SECOND LIEUTENANT EDMUND JASPER SHALLCROSS CAVE

ROYAL AIR FORCE

18TH AUGUST 1915 AGE 23

BURIED: HEATH CEMETERY, HARBONNIERES, FRANCE


Second Lieutenant Edmund Cave's full inscription reads:

One moment stood he
As the angels stand
High in the immanence of air
The next - he was not
To the fatherland
Departed unaware

The inscription has 120 characters, including spaces, almost double the permitted number, which was 66. This means that Twitter couldn't carry it in full with its blog link, which is why I have written it out in full. The words come from the second verse of Frederic Myers' poem, On a Grave at Grindelwald, although the words of the inscription are not exactly the same as those of the poem - nor is the spelling of the word eminence.
Grindelwald, a village in the Swiss Alps, is the base for climbers wishing to climb the north face of the Eiger. The poem, which describes a climber's death, transfers rather well to that of an airman.

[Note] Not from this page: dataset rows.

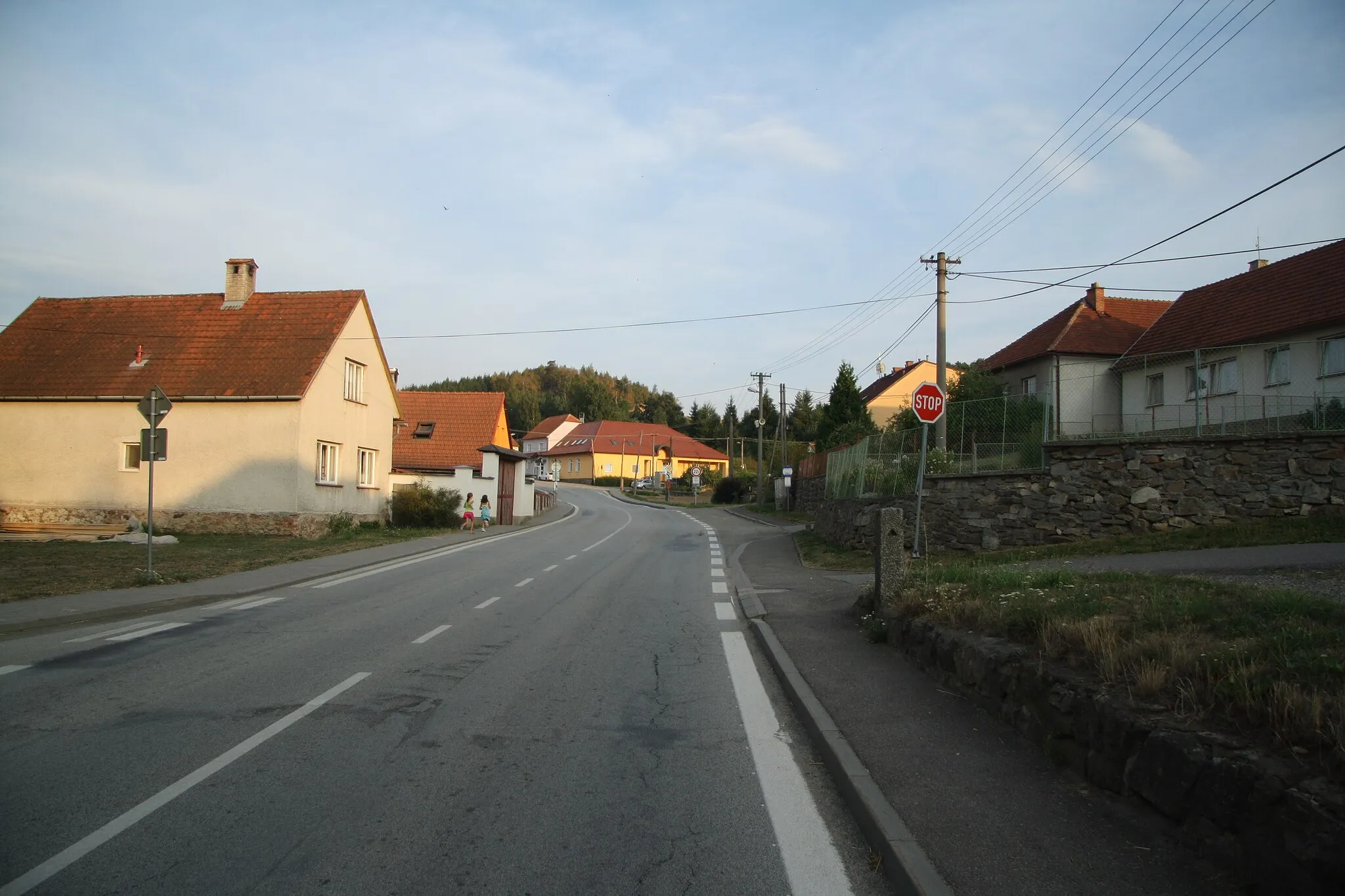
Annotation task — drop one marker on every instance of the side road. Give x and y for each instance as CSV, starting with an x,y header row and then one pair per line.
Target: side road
x,y
990,812
121,603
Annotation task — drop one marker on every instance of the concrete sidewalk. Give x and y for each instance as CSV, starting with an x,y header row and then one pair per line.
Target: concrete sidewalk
x,y
989,811
19,617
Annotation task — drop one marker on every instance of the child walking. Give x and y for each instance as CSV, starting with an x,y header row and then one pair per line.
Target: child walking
x,y
468,517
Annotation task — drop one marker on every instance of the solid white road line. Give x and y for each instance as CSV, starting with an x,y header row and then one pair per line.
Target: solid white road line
x,y
132,636
121,822
256,603
104,634
431,634
810,857
628,521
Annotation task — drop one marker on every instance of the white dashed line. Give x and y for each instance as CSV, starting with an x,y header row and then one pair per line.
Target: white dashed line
x,y
109,631
132,636
431,634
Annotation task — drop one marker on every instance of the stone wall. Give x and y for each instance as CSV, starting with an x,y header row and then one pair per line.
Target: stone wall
x,y
1106,488
1277,822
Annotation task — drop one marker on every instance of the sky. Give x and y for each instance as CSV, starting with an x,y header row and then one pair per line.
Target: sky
x,y
496,167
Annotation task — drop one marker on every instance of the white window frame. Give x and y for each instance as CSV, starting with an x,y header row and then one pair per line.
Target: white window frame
x,y
354,382
328,464
1151,382
1273,359
1325,355
121,461
368,471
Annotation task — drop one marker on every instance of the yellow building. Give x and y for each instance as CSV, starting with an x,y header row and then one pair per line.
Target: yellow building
x,y
630,450
891,394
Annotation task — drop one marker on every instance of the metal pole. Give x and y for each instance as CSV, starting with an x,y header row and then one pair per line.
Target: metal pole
x,y
925,442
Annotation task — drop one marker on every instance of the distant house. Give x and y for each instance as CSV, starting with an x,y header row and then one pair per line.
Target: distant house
x,y
609,448
283,409
460,441
891,393
542,437
1067,360
1248,351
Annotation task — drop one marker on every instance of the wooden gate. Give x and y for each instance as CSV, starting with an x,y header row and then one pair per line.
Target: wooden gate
x,y
509,472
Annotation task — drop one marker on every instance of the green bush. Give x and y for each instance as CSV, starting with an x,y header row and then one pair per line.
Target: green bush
x,y
730,490
426,507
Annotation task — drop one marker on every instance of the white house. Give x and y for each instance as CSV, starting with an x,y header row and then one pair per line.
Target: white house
x,y
1255,352
283,409
1067,360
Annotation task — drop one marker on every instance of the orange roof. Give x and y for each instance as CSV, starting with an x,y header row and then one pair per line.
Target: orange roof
x,y
462,425
550,425
608,437
1296,293
1082,330
85,347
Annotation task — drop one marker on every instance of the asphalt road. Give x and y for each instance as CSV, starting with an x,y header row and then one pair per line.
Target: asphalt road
x,y
572,711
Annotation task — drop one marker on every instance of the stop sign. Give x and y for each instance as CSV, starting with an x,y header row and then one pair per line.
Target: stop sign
x,y
929,400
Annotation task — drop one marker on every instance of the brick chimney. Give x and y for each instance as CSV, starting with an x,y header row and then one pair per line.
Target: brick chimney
x,y
240,282
1098,299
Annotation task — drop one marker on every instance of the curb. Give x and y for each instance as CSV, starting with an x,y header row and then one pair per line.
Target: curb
x,y
904,860
128,610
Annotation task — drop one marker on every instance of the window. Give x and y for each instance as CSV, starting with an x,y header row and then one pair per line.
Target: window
x,y
1277,366
1216,378
1155,390
354,381
1333,356
328,464
368,468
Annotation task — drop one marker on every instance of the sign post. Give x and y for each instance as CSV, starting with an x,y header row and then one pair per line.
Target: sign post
x,y
154,408
929,402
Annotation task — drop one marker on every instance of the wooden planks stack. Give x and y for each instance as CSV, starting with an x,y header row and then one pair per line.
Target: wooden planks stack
x,y
58,531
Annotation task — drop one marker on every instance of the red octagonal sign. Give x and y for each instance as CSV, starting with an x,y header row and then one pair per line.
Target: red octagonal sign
x,y
929,400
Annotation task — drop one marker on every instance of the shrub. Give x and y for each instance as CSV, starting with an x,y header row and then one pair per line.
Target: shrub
x,y
426,507
730,490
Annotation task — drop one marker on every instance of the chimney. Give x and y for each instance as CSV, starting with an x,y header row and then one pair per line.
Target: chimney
x,y
240,282
1098,299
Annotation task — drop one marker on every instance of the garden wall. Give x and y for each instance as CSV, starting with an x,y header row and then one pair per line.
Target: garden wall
x,y
1103,488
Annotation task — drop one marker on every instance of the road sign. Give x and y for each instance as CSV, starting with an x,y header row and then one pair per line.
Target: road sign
x,y
160,450
929,402
155,406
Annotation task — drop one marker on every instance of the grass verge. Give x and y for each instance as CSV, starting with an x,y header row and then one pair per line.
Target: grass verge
x,y
38,570
1237,535
1262,660
820,554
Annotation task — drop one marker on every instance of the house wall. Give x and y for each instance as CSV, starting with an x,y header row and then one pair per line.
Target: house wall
x,y
1254,399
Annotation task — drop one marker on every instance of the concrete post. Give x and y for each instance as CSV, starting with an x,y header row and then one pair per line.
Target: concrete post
x,y
889,559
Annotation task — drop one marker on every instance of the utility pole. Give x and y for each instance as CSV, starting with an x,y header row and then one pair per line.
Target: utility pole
x,y
940,429
762,379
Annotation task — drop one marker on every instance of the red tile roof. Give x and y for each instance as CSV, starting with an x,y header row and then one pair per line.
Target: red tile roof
x,y
1296,293
84,347
549,426
607,437
463,423
1080,330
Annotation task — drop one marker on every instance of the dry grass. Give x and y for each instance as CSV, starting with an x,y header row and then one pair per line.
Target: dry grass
x,y
1258,658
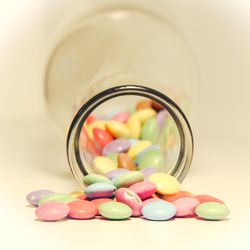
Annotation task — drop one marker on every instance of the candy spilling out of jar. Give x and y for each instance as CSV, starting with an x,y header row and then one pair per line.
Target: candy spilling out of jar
x,y
129,155
127,195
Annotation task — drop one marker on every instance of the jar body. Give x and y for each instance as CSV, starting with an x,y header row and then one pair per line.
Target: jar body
x,y
118,46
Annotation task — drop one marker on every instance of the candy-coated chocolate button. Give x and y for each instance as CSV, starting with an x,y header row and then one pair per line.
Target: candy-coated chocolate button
x,y
212,211
165,183
52,211
81,209
115,210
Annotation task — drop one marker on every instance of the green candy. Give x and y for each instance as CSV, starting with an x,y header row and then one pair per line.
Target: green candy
x,y
113,157
153,158
94,178
150,130
212,211
56,197
115,210
128,179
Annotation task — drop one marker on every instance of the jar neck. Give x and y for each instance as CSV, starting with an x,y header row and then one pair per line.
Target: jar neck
x,y
80,168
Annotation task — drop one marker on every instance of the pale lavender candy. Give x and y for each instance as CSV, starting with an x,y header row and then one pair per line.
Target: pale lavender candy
x,y
116,146
146,150
148,171
113,173
35,196
161,118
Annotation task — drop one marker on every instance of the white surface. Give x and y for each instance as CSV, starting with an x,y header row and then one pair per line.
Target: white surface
x,y
32,154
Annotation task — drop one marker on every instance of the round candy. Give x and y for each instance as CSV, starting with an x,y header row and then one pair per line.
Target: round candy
x,y
124,161
117,129
150,130
153,158
113,173
127,179
134,126
101,137
148,171
131,199
115,210
212,211
207,198
52,211
56,197
159,210
144,189
94,178
185,206
37,195
103,165
100,190
177,196
121,117
165,183
138,148
98,202
116,146
81,209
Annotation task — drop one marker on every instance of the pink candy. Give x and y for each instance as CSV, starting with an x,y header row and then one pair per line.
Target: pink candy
x,y
131,199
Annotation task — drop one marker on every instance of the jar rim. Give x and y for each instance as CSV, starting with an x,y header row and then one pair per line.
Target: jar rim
x,y
183,163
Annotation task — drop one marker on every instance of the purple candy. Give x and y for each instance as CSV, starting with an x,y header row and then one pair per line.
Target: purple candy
x,y
113,173
147,172
116,146
35,196
161,118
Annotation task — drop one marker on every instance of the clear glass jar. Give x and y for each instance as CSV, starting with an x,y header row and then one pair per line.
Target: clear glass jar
x,y
112,58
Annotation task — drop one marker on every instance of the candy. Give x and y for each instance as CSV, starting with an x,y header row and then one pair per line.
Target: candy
x,y
115,210
131,199
144,114
127,179
165,183
138,148
94,178
100,190
37,195
144,189
134,126
101,137
116,146
212,211
56,197
159,210
117,129
153,158
124,161
121,117
185,206
207,198
82,209
150,130
98,202
52,211
103,165
113,173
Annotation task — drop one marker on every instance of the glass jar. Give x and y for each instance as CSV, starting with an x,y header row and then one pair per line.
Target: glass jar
x,y
111,58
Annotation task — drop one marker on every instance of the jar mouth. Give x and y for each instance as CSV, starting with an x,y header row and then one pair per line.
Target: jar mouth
x,y
182,165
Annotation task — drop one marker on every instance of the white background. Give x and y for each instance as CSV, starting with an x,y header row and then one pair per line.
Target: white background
x,y
32,153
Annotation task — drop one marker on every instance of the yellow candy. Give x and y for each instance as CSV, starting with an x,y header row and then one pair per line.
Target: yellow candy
x,y
134,126
138,148
144,114
165,184
118,129
103,165
76,194
95,124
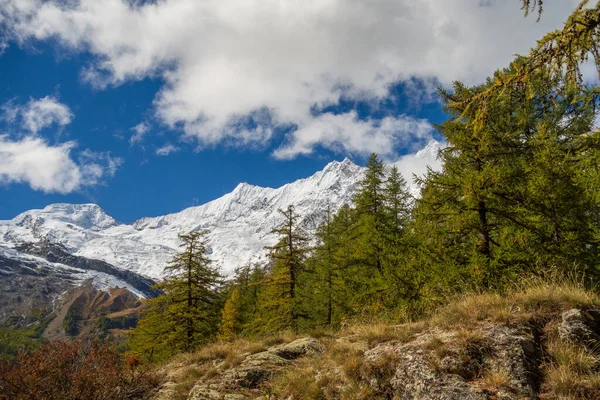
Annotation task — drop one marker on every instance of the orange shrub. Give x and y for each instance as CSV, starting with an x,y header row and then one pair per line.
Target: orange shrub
x,y
81,369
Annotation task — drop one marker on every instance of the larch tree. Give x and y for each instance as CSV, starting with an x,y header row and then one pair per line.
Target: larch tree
x,y
279,303
188,312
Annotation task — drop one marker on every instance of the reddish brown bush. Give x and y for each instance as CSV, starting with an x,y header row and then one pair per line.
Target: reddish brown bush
x,y
82,369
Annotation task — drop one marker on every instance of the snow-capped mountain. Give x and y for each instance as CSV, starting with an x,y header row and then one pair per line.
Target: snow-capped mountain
x,y
239,222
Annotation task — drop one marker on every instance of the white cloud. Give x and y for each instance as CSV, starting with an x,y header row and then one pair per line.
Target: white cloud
x,y
166,150
417,163
346,133
32,161
138,133
37,114
41,113
223,60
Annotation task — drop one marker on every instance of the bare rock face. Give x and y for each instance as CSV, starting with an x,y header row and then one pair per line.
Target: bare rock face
x,y
253,370
445,366
579,327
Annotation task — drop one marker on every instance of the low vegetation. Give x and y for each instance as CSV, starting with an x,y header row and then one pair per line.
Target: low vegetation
x,y
75,370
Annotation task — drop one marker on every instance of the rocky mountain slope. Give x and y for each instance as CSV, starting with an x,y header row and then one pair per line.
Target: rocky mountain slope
x,y
239,222
539,342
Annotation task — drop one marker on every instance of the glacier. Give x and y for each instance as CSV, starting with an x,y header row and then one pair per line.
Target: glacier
x,y
240,222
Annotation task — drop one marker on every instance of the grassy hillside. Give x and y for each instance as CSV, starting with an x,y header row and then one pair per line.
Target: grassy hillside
x,y
481,346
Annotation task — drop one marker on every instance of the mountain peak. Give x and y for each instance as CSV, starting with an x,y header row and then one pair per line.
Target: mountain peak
x,y
88,216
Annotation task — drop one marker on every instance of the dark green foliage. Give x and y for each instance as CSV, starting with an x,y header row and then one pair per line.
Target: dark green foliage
x,y
189,312
280,302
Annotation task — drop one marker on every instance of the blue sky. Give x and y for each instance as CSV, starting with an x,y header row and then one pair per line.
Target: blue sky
x,y
260,92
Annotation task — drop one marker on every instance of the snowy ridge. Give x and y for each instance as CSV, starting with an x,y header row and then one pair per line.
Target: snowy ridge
x,y
239,222
77,276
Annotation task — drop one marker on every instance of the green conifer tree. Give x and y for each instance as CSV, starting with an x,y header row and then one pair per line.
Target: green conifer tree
x,y
279,303
188,312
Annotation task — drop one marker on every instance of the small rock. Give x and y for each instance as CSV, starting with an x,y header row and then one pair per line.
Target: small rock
x,y
576,328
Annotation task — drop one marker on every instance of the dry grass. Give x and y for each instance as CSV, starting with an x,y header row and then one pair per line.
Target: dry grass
x,y
533,297
496,379
342,371
377,333
571,371
333,375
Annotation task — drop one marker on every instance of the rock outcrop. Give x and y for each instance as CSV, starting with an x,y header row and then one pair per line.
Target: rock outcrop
x,y
252,371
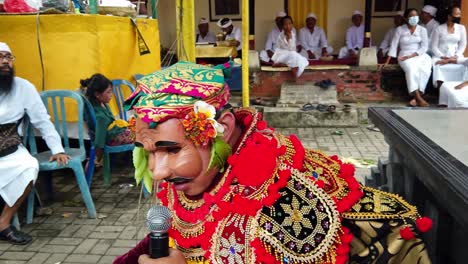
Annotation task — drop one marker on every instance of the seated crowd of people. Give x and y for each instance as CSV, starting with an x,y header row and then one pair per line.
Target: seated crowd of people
x,y
421,45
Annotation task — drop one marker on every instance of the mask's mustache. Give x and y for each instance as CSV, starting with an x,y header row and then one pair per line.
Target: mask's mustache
x,y
178,180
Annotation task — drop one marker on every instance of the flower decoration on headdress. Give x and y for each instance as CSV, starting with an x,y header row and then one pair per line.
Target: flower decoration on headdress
x,y
200,124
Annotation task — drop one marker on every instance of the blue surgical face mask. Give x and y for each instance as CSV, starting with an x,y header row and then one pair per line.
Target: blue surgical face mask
x,y
413,21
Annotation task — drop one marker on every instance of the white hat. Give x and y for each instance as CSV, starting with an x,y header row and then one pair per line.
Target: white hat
x,y
226,24
4,47
311,15
203,21
281,14
430,10
357,13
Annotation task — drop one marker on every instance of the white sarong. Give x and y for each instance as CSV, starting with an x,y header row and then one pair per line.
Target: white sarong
x,y
417,72
447,72
17,170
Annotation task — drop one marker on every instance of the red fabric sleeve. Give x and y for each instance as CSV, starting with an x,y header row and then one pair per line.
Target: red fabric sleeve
x,y
132,256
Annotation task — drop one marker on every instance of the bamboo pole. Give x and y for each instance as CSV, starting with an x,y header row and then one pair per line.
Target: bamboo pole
x,y
185,28
245,53
93,7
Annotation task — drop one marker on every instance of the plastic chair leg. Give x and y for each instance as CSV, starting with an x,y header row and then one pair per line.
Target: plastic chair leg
x,y
15,221
83,185
106,165
30,209
91,166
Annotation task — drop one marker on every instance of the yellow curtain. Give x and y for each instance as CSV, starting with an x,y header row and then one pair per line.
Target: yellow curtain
x,y
185,28
299,9
75,46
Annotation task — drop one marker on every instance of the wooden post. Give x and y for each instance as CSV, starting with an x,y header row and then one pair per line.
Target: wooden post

Here let us leave him; for his shroud the snow,
For funeral lamps he has the planets seven,
For a great sign the icy stair shall go
Between the heights to heaven.

One moment stood he as the angels stand,
High in the stainless eminence of air;
The next, he was not, to his fatherland
Translated unaware.

Edmund Cave was shot down whilst on a line patrol near Vignacourt, spotting and attacking tanks. Born in London where his father, also Edmund Cave, was a solicitor in Hatton Garden, Edmund Cave junior had gone to Canada for health reasons and at the time of the outbreak of war was managing a fruit ranch in British Columbia. He enlisted in the Canadian Infantry but on arrival in Britain transferred to the Royal Air Force. His uncle, Sir George Cave, was Conservative Home Secretary 1916-1919 in Lloyd George's cabinet. This might explain why Edmund Cave's parents felt they could disobey the restrictions of length of inscription. However, the evidence seems to show that providing you were prepared to pay the War Graves Commission were prepared to allow their ruling to be broken, whoever you were.